Parla il consulente dell'ex pm
di Catanzaro Luigi De Magistris: "C'è la volontà di denigrare e mistificare. Vengono tirate
in ballo persone che non c’entrano niente con quei tabulati, da Berlusconi a Prodi a Rutelli". Venerdì Genchi sarà ascoltato dal Copasir con De Magistris

Roma - "Io sono soltanto il capro espiatorio: dopo aver colpito il giudice De Magistris, avergli tolto le indagini e averlo trasferito da Catanzaro revocandogli l’incarico. Nei tabulati si era già arrivati ad accertare una serie di elementi ben precisi". È quanto afferma il consulente dell’ex pm di Catanzaro, Gioacchino Genchi, in un’intervista a Sky Tg24. Per Genchi, "la cosa grave è che vengono agitati uomini e fatti a casaccio, vengono tirate in ballo persone che non c’entrano niente con quei tabulati, da Berlusconi a Prodi a Rutelli, mentre i veri nomi di soggetti ben precisi, compreso anche qualche magistrato, non vengono fuori: siamo in presenza di una gravissima mistificazione".

Delegittimata la politica "C’è chi è stato avvicinato e ammaliato da pupari che stanno dietro le quinte - accusa Genchi -. Da lì è iniziata una serie di reazioni a catena. Si tratta di sirene che agiscono alle spalle della politica e, anche per il condizionamento dei media, la delegittimano agli occhi dei cittadini".

Reato gravissimo Genchi sottolinea che "scambiare un tabulato con una intercettazione telefonica è una cosa gravissima: è come confondere lo sguardo a una bella signora con una violenza sessuale. Nel momento in cui si esegue la captazione di un dialogo, sia per telefono sia pronunciato in un ambiente, si è in una attività di intercettazione che può essere eseguita solo in casi eccezionali, dalla polizia giudiziaria; chiunque altro la esegue commette un reato gravissimo".

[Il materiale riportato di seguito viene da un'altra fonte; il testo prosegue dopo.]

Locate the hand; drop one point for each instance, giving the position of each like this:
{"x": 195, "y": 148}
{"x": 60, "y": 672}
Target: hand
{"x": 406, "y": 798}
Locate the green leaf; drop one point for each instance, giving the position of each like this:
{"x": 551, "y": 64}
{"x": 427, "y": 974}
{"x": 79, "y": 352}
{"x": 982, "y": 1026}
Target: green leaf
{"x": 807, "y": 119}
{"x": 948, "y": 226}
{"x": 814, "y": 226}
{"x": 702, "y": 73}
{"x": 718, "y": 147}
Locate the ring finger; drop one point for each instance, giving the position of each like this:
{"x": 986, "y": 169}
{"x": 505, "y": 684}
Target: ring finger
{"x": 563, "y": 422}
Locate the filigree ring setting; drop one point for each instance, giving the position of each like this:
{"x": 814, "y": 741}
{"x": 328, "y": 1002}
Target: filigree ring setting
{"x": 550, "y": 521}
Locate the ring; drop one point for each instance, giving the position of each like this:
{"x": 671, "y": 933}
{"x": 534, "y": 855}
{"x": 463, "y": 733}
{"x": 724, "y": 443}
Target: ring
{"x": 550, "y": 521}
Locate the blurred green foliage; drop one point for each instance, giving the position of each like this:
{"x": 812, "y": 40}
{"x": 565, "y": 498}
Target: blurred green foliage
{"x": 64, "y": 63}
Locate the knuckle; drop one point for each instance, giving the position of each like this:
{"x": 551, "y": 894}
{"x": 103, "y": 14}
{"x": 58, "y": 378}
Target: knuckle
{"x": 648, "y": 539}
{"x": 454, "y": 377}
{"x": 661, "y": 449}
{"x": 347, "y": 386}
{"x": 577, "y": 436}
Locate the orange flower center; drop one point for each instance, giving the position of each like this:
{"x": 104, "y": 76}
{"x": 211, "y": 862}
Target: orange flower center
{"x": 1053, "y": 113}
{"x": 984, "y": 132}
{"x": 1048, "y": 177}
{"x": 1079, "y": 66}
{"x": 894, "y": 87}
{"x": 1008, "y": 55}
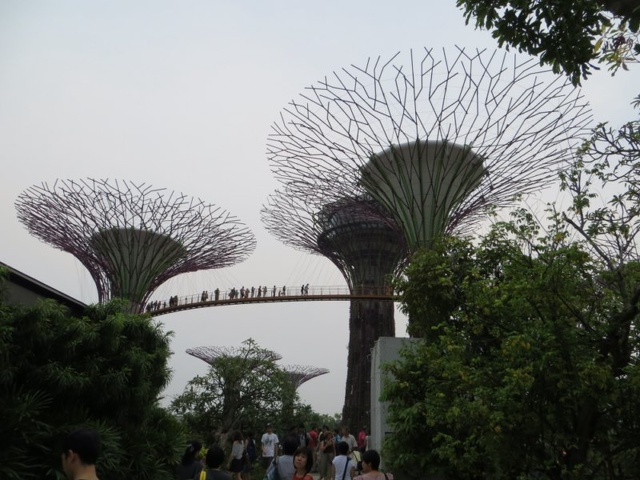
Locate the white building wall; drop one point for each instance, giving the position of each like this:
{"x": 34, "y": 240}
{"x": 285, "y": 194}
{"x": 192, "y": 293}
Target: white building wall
{"x": 386, "y": 349}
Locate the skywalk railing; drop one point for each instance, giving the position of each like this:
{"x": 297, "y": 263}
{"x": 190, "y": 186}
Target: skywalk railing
{"x": 262, "y": 294}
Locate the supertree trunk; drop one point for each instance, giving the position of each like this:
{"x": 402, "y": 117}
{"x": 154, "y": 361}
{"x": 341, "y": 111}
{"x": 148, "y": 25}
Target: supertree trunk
{"x": 368, "y": 320}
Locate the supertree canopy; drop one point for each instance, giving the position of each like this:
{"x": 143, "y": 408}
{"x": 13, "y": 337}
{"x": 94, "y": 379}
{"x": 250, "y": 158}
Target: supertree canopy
{"x": 300, "y": 374}
{"x": 132, "y": 237}
{"x": 356, "y": 234}
{"x": 212, "y": 354}
{"x": 433, "y": 142}
{"x": 367, "y": 246}
{"x": 436, "y": 140}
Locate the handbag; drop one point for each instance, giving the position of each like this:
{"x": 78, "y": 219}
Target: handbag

"Mai fatto nulla del genere" "Io, in vita mia anche come poliziotto - assicura Genchi - non ho mai eseguito una sola intercettazione telefonica. Nel mio lavoro di consulente o di perito mi vengono conferite dai giudici o dai pm le intercettazioni telefoniche che ha già eseguito la polizia giudiziaria, che hanno già gli avvocati e che io analizzo con un procedimento sistematico di incrocio, con elaborazione di tipo logico oltrechè di tipo informatico, di eventi di elementi che sono acquisiti in processo".

"Alla fine distruggo i dati..." Il consulente dell’ex pm De Magistris specifica che "l’uso è limitato all’esercizio del trattamento. Poi, i dati vengono depositati al pm o al giudice e vengono trattenuti solo nel periodo limitato allo svolgimento del processo. Quando vado a deporre alle udienze, i processi si fanno su quei dati e su quelle analisi, di cui gli avvocati hanno copia identica. Alla fine io li distruggo anche se ovviamente resto depositario di una conoscenza, perchè non posso certo cancellare il ricordo dalla mia memoria, resettando il mio cervello...". 

Venerdì audizione al Copasir Venerdì il Copasir ascolterà Genchi e De Magistris. In una nota, infatti, il Comitato rende noto l’elenco delle prossime audizioni in programma. In particolare, venerdì saranno ascoltati: il Garante della privacy Franco Pizzetti; Luigi De Magistris; Gioacchino Genchi, i responsabili delle società telefoniche Tim e Vodafone; il direttore dell'Aisi, generale Giorgio Piccirillo, il direttore dell'Aise Bruno Branciforte. Lunedì 2 febbraio, invece, saranno ascoltati: il procuratore generale di Catanzaro Enzo Jannelli e i magistrati attualmente titolari dell'inchiesta; i responsabili dei Ros dei carabinieri.